大导师眼神一凛,“纳维尔,你是一个优秀的法师,我不明白为什么你会说出这种话,但作为白塔的大导师,我觉得白塔受到了侮辱。”
“老师,请回答是还是不是,我没有别的意思。”
“不是。”他斩钉截铁地说。
“那她为什么不走?她在这里能得到什么?”我一点也不相信大导师的回答,“米莱雅是神之子,这件事情,想必您早就知道了。就算留在白塔,她也不应该一直……伪装成普通学生。如果不是白塔一直强行挽留她,她想要做什么,想要去哪里都可以,也不必小心翼翼地隐藏自己的实力。这些年来,她的状态越来越糟,好像有什么东西,在剥夺她生命的气息——”
大导师倏然站起,沉重的高背椅在木地板上划出一道刺耳的噪音。
“你这是从哪知道的?谁告诉你的?”出人意料,他没有矢口否认,而是质问我透露信息的人是谁。我保持缄默,没有说出瑞亚的名字。以米莱雅的力量,她想离开,谁也挡不住她,那么她那个破例在白塔修习的妹妹,恐怕就是白塔控制她的筹码。
大导师不安地在窗前来回走动。这样一个阳光明媚的天气,他却拉上了厚重的红色天鹅绒窗帘,整个房间都泛着红色的光,阴暗而妖冶。
半晌,大导师停下脚步,冷冷地说,“她的确是神之子,但我可以非常诚实地告诉你,白塔绝对没有做过任何违逆她个人意愿的事。”
“我不相信。”
“你相不相信根本无关紧要。她一向我行我素,我们没施加任何压力。”大导师摆摆手,若有所思地盯着我,“我知道你关心她,可是她和你不是一路人,纳维尔,离开她或许对你来说才是正确的选择。”
离开她?别开玩笑了,他怎么知道这才是正确的选择?我被触怒了,但我压下了怒火,尽量冷静地说出我酝酿已久的话,“老师,我其实没有别的要求。我在白塔长大,我爱它,敬重它,可是我现在只有一个愿望,我心甘情愿为它付出任何代价,只要白塔要求,我就会去做。”不是我自负,即使在白塔,我也是少见的杰出法师,但我同样拿不准,自己有没有一个米莱雅来得分量足。
我继续道:“我恳切地请求白塔,给米莱雅·华特利斯自由。”
我右手五指并拢按在我斗篷上的法师徽章上,以我法师的荣耀请求和许诺。
这样的重诺,如非事态重大,很少法师会使用。
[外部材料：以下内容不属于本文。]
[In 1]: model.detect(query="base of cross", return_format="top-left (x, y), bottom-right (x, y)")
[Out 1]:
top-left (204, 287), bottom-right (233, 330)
一旦许诺,赴汤蹈火,形神俱灭,承诺者都必须履行自己的诺言。
“你……”大导师吃惊地看着我的举动,重重地叹了口气,他走到书桌的右侧,闭目思索着。我保持着这个动作,一动不动,其实心里也紧张得要命。
“你啊!你这样的法师,不可以随便许下这种诺言,明白吗?”最后他长叹一声,忽然朗声道,“出来吧!别躲着了!既然已经被他知道了,你也别想瞒下去了,他看样子也不会善罢甘休的!”
办公室右翼的巨大书架后,一个人慢慢走了出来,她披散着长长的棕色卷发,没穿斗篷,束袍的腰带紧紧裹住了她纤细的腰。
是米莱雅。她低着头,走到大导师身旁,看上去非常虚弱。
我有多久没见到她了?我蓦然感到千百年的时间一瞬间流过。
“你怎么了?”我站在原地迈不动步子,担忧地看着她。
“我没事。”她抬起头,面色冷若冰霜,“是谁告诉你的,这件事?”
这个语气忽然让我想到我第一次见到她的那天,她也是这么冷漠和不屑。这时我才注意到她的额头有一圈冰色刻痕围成的圆圈,它们就像一柄柄细小的冰刃刻在她的眉间。
“是瑞亚吧。”她那么聪明,很快就猜到了,“愚蠢。”她生硬地咒骂,不知道是在说我还是说瑞亚。
“是我非要问,不关她的事。”
“这种时候还有闲心替别人辩解?”她走到我面前,伸手揪住我的法师徽章,“誓言不是用来做这种事的,蠢货,如果你不知道怎么用它,还是扔掉为好。”
她这种反应让我有几分错愕,但是时隔多日再看见她,兴奋还是在我心中占了上风。
米莱雅露面后,大导师一直在一旁静静地看着我们。此时我想起他,深深朝他鞠了一躬:“您这是答应了?”
“也难怪她说你傻。”大导师摇摇头,“白塔什么都没做。我们根本不敢,也无力干涉她的任何行动,她可是神之子。”
我一怔,立刻回头向米莱雅求证。她轻蔑地看着我,“你既然已经知道我是神之子,就应该明白这一点,而不是得出之前那种可笑的推论。”
“那为什么?”我困惑地发问,“为什么你要隐藏在学院里?你这几天去哪了?你额头上的,那是什么?”
她像是累了,轻叹道:“纳维尔,这真的不关你的事,你是一个好法师,你会有更好的生活。大导师说得对,你不应该和我搅在一块。”
“我为什么这么做,难道你不明白吗?去年你劝我去参加毕业考核,说你也会参加,然后我们就一起离开白塔,去这片大陆的其他地方看看,可是呢?你没有去。我不明白为什么,然后你现在在赶我走。”没错,她就是在赶我走,其实从我进白塔开始,我们之间的关系就是靠我粘着她才维持下来,对她来说也许就是可有可无的。我握住她冰凉的手,“米莱雅……”
她其实浑身无力,我不知道她怎么了,只能紧紧地握着她的手,好像这样就能给她一点力量。她用力几次,挣脱我的手。